De Minister van Economische Zaken en Klimaat,
Gelet op artikel 12 en artikel 81b, eerste lid, onderdeel a, van de Gaswet;
Besluit:
TOELICHTING
1. Algemeen
De energietransitie heeft naar verwachting tot gevolg dat het gebruik van gas gaat
afnemen. Aardgas zal deels worden vervangen door hernieuwbare gassen, maar de verwachting
is dat deze in mindere mate beschikbaar zijn.

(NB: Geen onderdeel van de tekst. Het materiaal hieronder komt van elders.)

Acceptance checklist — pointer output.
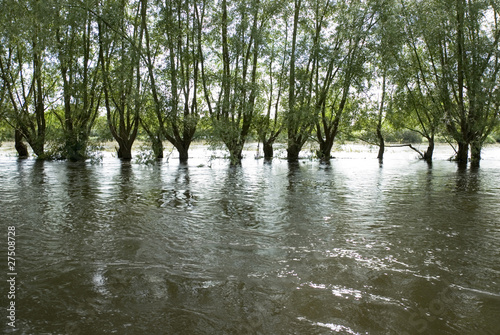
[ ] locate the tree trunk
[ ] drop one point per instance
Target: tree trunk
(325, 150)
(183, 152)
(429, 152)
(157, 146)
(475, 153)
(381, 148)
(125, 150)
(268, 149)
(462, 153)
(293, 151)
(235, 154)
(21, 148)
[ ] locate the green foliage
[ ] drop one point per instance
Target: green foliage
(100, 131)
(226, 71)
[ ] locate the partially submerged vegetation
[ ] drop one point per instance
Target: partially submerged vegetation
(75, 73)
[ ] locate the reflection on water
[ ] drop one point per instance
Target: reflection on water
(344, 248)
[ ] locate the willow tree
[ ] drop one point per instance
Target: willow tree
(473, 109)
(419, 74)
(232, 92)
(79, 69)
(275, 62)
(122, 81)
(338, 58)
(172, 53)
(23, 71)
(455, 61)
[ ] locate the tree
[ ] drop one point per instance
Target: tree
(121, 72)
(453, 50)
(342, 61)
(77, 55)
(269, 125)
(22, 70)
(240, 46)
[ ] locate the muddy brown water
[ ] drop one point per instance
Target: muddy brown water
(351, 247)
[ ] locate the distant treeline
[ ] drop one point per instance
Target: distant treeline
(271, 70)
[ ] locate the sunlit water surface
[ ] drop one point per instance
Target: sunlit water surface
(265, 248)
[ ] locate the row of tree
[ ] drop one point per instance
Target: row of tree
(304, 69)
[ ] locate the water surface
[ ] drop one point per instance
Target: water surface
(266, 248)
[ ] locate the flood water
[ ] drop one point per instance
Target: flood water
(265, 248)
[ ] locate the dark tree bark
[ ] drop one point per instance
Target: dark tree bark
(21, 148)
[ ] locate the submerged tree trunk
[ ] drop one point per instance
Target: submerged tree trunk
(293, 151)
(462, 153)
(21, 148)
(267, 147)
(430, 151)
(157, 147)
(125, 150)
(475, 153)
(381, 148)
(183, 149)
(325, 148)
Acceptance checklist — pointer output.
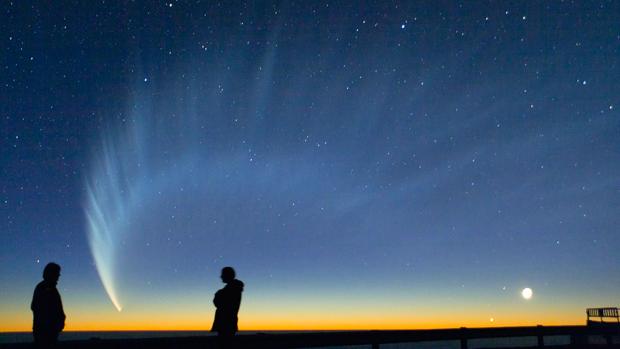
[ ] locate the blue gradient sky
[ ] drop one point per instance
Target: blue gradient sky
(360, 167)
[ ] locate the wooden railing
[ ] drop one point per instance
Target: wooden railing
(578, 335)
(602, 314)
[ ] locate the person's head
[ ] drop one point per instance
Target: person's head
(51, 272)
(228, 274)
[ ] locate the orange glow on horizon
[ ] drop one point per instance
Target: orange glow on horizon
(278, 323)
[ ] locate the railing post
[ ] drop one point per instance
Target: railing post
(539, 336)
(463, 338)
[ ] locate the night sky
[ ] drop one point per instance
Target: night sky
(361, 165)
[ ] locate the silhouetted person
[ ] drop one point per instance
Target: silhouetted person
(227, 302)
(48, 317)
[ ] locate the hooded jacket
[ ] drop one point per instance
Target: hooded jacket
(48, 315)
(227, 302)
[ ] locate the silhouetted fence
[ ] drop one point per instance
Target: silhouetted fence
(579, 338)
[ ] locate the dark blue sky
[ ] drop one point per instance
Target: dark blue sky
(418, 153)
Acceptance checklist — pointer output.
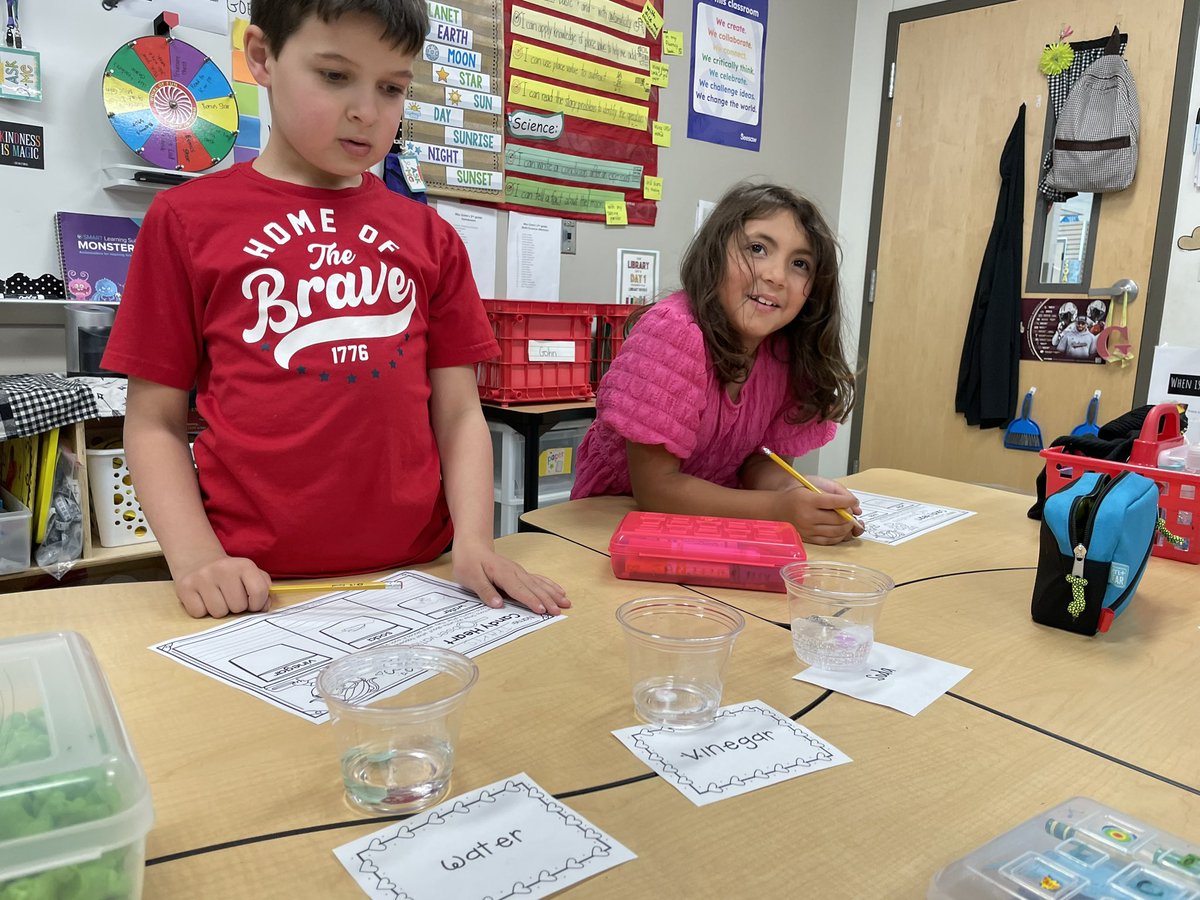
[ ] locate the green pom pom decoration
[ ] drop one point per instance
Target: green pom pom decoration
(1056, 58)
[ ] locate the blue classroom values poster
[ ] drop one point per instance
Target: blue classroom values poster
(729, 45)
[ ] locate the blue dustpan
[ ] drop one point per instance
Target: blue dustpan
(1090, 427)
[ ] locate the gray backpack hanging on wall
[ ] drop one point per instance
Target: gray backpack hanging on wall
(1096, 137)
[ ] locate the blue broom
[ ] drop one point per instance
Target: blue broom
(1090, 427)
(1024, 433)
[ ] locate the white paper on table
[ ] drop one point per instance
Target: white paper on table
(508, 839)
(895, 678)
(893, 520)
(477, 228)
(1175, 375)
(277, 655)
(535, 244)
(748, 747)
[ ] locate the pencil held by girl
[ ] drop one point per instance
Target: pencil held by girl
(748, 354)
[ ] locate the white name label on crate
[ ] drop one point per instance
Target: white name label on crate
(552, 351)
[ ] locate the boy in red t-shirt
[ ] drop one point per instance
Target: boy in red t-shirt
(330, 329)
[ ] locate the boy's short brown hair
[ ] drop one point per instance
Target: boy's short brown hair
(403, 22)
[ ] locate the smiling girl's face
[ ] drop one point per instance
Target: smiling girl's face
(768, 276)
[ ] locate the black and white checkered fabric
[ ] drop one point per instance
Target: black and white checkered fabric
(33, 403)
(1060, 89)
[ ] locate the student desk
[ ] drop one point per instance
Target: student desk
(964, 595)
(533, 420)
(226, 769)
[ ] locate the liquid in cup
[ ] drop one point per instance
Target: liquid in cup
(677, 653)
(397, 749)
(834, 607)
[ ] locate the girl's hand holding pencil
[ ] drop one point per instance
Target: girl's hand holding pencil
(811, 504)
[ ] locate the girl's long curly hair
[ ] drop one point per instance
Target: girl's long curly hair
(822, 384)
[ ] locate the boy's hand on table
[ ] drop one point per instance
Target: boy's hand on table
(489, 575)
(815, 515)
(223, 586)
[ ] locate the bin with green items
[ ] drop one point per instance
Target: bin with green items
(75, 804)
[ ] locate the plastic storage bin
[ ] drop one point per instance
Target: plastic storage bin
(743, 553)
(557, 450)
(117, 511)
(1080, 849)
(1179, 502)
(544, 352)
(75, 804)
(16, 534)
(507, 515)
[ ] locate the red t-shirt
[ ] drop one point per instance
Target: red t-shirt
(307, 321)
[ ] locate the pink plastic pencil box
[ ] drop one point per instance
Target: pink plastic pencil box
(742, 553)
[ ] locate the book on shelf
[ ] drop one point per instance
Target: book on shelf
(94, 253)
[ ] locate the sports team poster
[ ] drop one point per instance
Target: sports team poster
(1056, 330)
(729, 43)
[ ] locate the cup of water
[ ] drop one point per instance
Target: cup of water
(396, 713)
(678, 647)
(834, 607)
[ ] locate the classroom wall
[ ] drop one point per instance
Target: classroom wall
(808, 75)
(75, 40)
(1181, 315)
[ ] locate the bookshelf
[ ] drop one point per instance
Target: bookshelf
(94, 555)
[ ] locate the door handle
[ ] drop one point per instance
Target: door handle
(1119, 288)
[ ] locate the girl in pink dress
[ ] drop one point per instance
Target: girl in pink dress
(749, 354)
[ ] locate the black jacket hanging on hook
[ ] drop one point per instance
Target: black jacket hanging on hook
(991, 352)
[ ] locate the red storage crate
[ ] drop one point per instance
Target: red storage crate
(1179, 504)
(611, 322)
(528, 370)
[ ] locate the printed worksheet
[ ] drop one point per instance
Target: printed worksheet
(277, 655)
(892, 520)
(505, 840)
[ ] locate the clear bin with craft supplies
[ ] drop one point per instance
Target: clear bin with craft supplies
(557, 451)
(545, 352)
(75, 803)
(1079, 849)
(115, 509)
(16, 533)
(744, 553)
(507, 516)
(1179, 504)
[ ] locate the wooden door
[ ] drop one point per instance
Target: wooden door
(960, 79)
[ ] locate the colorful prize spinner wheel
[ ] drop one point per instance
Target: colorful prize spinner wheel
(171, 103)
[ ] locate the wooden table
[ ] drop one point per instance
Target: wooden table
(531, 421)
(964, 595)
(247, 798)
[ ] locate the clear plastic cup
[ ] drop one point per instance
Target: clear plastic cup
(834, 607)
(678, 647)
(397, 749)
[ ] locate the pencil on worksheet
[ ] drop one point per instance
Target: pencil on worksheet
(798, 477)
(335, 586)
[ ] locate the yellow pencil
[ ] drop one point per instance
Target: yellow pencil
(804, 481)
(334, 586)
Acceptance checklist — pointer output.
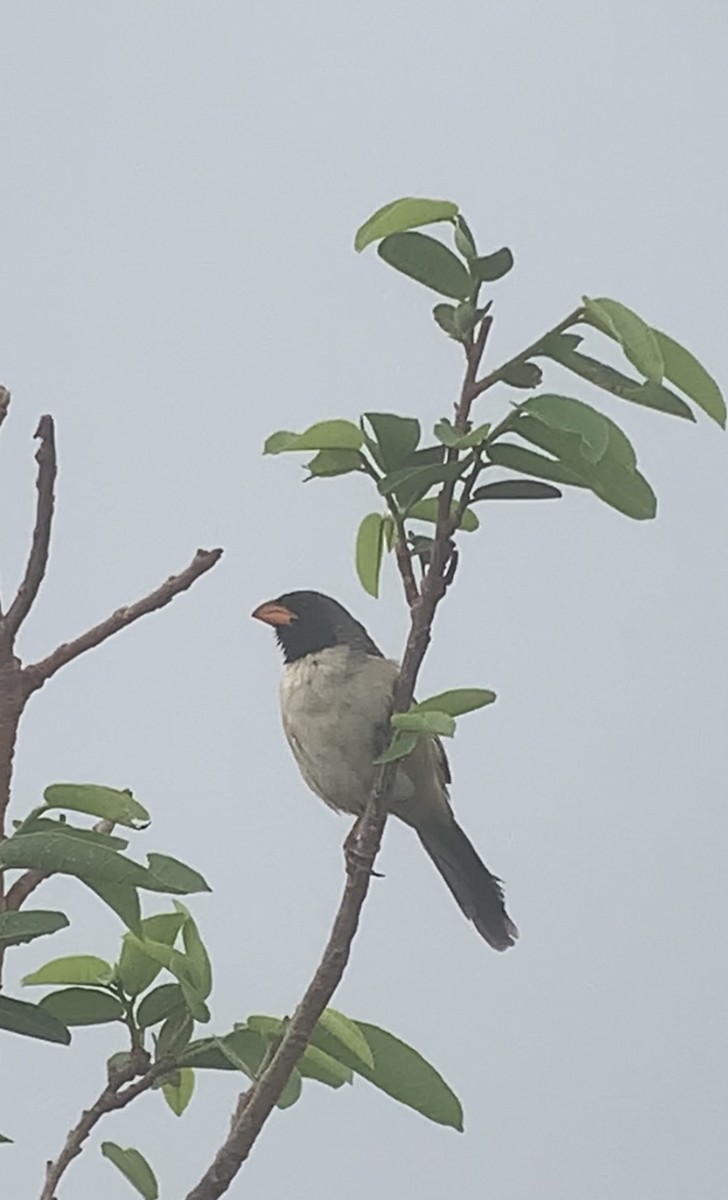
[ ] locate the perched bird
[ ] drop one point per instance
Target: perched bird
(335, 702)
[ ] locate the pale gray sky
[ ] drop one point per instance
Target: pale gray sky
(180, 189)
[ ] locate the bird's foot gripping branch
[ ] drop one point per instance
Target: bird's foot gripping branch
(362, 742)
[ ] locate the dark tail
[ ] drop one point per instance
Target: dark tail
(479, 893)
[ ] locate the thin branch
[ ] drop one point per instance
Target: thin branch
(37, 559)
(362, 846)
(4, 402)
(498, 373)
(115, 1096)
(37, 673)
(404, 558)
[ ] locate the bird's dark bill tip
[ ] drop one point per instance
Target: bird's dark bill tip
(274, 613)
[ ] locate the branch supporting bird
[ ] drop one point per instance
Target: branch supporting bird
(336, 697)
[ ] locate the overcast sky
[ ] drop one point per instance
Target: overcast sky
(181, 184)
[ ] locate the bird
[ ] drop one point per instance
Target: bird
(336, 696)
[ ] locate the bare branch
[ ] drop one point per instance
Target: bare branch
(4, 402)
(115, 1096)
(37, 559)
(362, 846)
(37, 673)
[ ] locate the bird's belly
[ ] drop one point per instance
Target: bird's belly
(335, 765)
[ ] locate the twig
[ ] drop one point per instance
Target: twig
(404, 559)
(37, 673)
(4, 402)
(498, 373)
(37, 559)
(256, 1105)
(113, 1098)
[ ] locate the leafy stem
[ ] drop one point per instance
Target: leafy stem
(529, 352)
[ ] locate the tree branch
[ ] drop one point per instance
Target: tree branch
(498, 373)
(4, 402)
(35, 675)
(115, 1096)
(37, 559)
(361, 847)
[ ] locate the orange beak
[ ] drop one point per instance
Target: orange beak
(274, 613)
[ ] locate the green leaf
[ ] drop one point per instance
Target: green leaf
(464, 318)
(324, 1068)
(240, 1050)
(427, 510)
(566, 415)
(456, 702)
(464, 241)
(389, 532)
(170, 875)
(83, 1006)
(410, 484)
(440, 724)
(175, 1033)
(402, 744)
(337, 435)
(452, 438)
(181, 967)
(635, 336)
(197, 954)
(30, 1020)
(47, 825)
(23, 927)
(522, 375)
(492, 267)
(137, 969)
(108, 803)
(58, 853)
(401, 215)
(160, 1003)
(178, 1093)
(647, 394)
(83, 969)
(516, 490)
(624, 490)
(336, 1033)
(397, 438)
(133, 1167)
(505, 454)
(122, 899)
(691, 377)
(576, 431)
(428, 262)
(329, 463)
(444, 316)
(407, 1077)
(369, 549)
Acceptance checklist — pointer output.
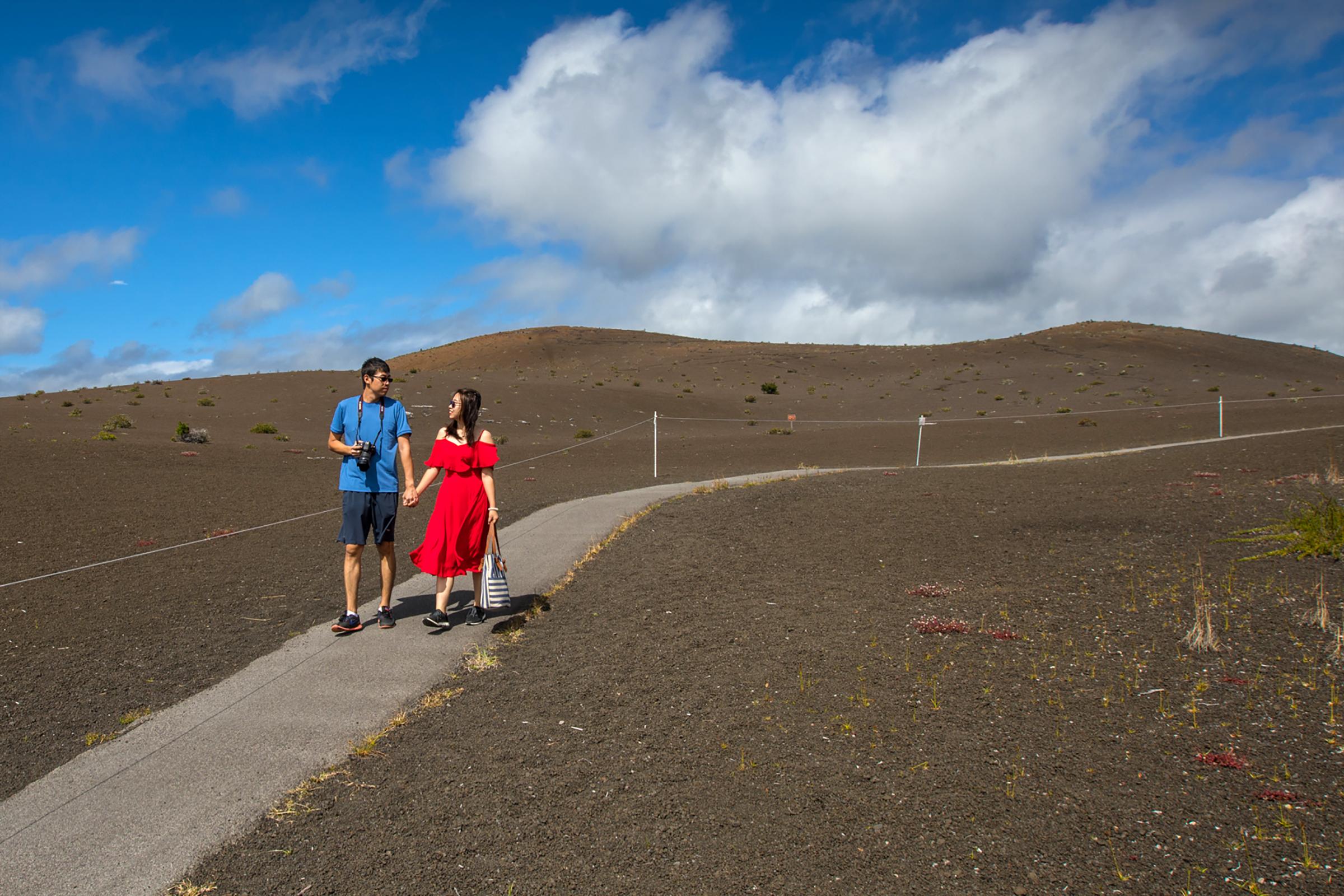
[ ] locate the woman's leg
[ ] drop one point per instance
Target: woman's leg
(442, 589)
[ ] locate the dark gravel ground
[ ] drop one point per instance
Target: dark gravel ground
(731, 698)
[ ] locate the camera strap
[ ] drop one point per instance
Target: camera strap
(360, 418)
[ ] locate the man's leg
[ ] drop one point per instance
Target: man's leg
(388, 553)
(354, 557)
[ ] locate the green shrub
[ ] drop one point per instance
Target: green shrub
(1316, 531)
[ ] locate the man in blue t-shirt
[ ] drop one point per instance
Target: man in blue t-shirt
(370, 430)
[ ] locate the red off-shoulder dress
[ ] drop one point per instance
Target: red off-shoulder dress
(455, 539)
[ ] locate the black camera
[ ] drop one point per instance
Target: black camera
(363, 454)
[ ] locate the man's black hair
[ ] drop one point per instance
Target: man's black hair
(374, 366)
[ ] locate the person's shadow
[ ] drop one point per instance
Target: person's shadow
(459, 602)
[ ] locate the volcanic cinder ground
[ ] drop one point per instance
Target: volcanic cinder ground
(763, 713)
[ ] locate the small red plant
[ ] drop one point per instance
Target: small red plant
(931, 590)
(1277, 796)
(933, 625)
(1221, 759)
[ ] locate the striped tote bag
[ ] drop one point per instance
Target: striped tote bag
(494, 586)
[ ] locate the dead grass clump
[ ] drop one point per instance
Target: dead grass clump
(295, 802)
(1320, 614)
(187, 888)
(1201, 636)
(479, 659)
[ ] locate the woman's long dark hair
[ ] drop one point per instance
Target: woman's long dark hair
(471, 401)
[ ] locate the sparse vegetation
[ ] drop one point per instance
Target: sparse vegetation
(192, 435)
(1314, 531)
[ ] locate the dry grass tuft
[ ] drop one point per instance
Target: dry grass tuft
(479, 659)
(1320, 614)
(295, 802)
(1201, 636)
(187, 888)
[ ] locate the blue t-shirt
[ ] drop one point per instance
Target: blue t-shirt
(381, 474)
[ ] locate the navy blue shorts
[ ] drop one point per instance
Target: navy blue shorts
(362, 511)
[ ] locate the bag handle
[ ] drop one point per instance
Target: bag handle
(494, 538)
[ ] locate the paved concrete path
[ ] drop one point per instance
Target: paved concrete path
(135, 814)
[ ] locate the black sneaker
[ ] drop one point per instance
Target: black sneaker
(437, 620)
(348, 622)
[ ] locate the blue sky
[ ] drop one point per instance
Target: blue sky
(214, 189)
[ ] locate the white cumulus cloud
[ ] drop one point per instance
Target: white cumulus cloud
(21, 329)
(865, 200)
(34, 264)
(268, 296)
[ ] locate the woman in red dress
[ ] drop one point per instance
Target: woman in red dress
(455, 539)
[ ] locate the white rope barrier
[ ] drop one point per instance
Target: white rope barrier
(295, 519)
(922, 422)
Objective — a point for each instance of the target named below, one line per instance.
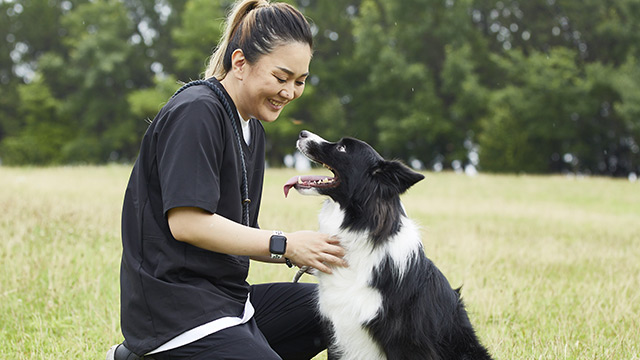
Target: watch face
(278, 244)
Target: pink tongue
(289, 184)
(306, 179)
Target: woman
(197, 179)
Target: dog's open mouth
(311, 181)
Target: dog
(391, 302)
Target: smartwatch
(277, 245)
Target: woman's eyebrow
(289, 72)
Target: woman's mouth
(276, 104)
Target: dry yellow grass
(549, 264)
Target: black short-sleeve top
(188, 157)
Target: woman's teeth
(276, 103)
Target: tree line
(536, 86)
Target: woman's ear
(238, 62)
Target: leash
(245, 186)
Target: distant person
(189, 219)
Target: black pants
(285, 326)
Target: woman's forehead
(290, 58)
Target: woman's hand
(320, 251)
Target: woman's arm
(217, 233)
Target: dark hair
(257, 27)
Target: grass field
(550, 265)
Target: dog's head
(360, 173)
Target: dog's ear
(395, 175)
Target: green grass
(550, 265)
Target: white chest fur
(346, 298)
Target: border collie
(391, 302)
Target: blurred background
(535, 86)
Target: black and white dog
(391, 302)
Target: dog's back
(392, 302)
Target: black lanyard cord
(245, 186)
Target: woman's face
(273, 81)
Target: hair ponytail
(257, 27)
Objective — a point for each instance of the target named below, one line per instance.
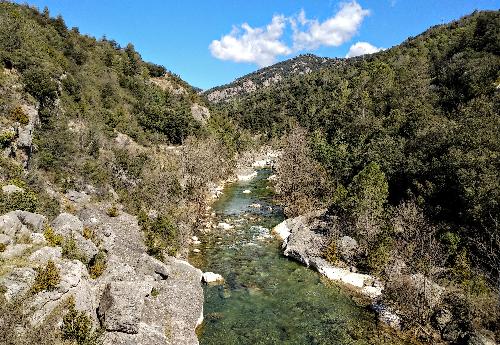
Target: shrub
(20, 116)
(112, 211)
(77, 326)
(97, 265)
(52, 238)
(6, 138)
(330, 252)
(161, 236)
(47, 278)
(26, 201)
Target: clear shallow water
(267, 298)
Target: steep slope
(402, 148)
(269, 76)
(122, 153)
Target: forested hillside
(79, 113)
(410, 133)
(269, 76)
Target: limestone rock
(14, 251)
(5, 239)
(120, 308)
(10, 224)
(43, 255)
(348, 248)
(78, 197)
(210, 277)
(66, 224)
(200, 113)
(18, 282)
(34, 221)
(11, 189)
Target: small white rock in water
(210, 277)
(224, 226)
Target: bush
(112, 211)
(97, 265)
(47, 278)
(20, 116)
(26, 201)
(161, 236)
(6, 138)
(77, 326)
(52, 238)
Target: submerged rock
(210, 277)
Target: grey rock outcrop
(121, 305)
(348, 248)
(136, 300)
(10, 224)
(70, 227)
(35, 222)
(18, 282)
(11, 189)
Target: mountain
(402, 148)
(267, 77)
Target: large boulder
(35, 222)
(121, 305)
(43, 255)
(18, 282)
(70, 227)
(304, 243)
(348, 248)
(67, 224)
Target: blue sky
(208, 43)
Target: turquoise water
(267, 298)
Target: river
(267, 298)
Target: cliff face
(100, 263)
(269, 76)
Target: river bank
(267, 298)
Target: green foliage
(97, 265)
(47, 278)
(161, 236)
(155, 292)
(52, 238)
(20, 116)
(26, 201)
(71, 251)
(6, 138)
(368, 192)
(77, 326)
(379, 256)
(112, 211)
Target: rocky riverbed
(136, 299)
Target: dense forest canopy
(426, 111)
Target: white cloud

Met deze wijziging van de Regeling inzake
tariefstructuren en voorwaarden gas (hierna: wijzigingsregeling) wordt een andere
verdeling van de kosten van het afsluiten van de gasaansluiting voorgeschreven.
2. Kosten verwijderen gasaansluiting
Sinds de Wet van 10 juni 2020 tot wijziging van de Elektriciteitswet 1998 en Gaswet
(implementatie wijziging Gasrichtlijn en een aantal verordeningen op het gebied van
elektriciteit en gas), is het mogelijk om voor wat betreft de aansluitdienst – waar
ook het verwijderen van een aansluiting onder valt – bij ministeriële regeling af
te wijken van het zogenaamde kostenveroorzakingsbeginsel bij het toerekenen van kosten
aan tariefdragers, zoals vastgelegd in artikel 81b, eerste lid, onderdeel a, van de
Gaswet. Met de onderhavige wijzigingsregeling wordt van deze mogelijkheid gebruik
gemaakt.
Deze wijzigingsregeling volgt kort op een eerdere wijziging van de Regeling inzake
tariefstructuren en voorwaarden gas van 22 juni 2020, die ook betrekking had verdeling
van de kosten van het afsluiten. Die wijziging is op 1 oktober 2020 in werking getreden,
maar heeft nog niet tot een wijziging van de tariefstructuur geleid omdat de tarievencode
gas nog niet is aangepast. De aanleiding voor deze wijzigingsregeling is dat er na
vaststelling van de eerdere wijziging van 22 juni 2020 een situatie is ontstaan waarbij
er onduidelijkheid is over de betalingsverplichting van de afsluitkosten. Onduidelijkheid
over kosten kan vertragend werken voor de energietransitie en is daarom onwenselijk.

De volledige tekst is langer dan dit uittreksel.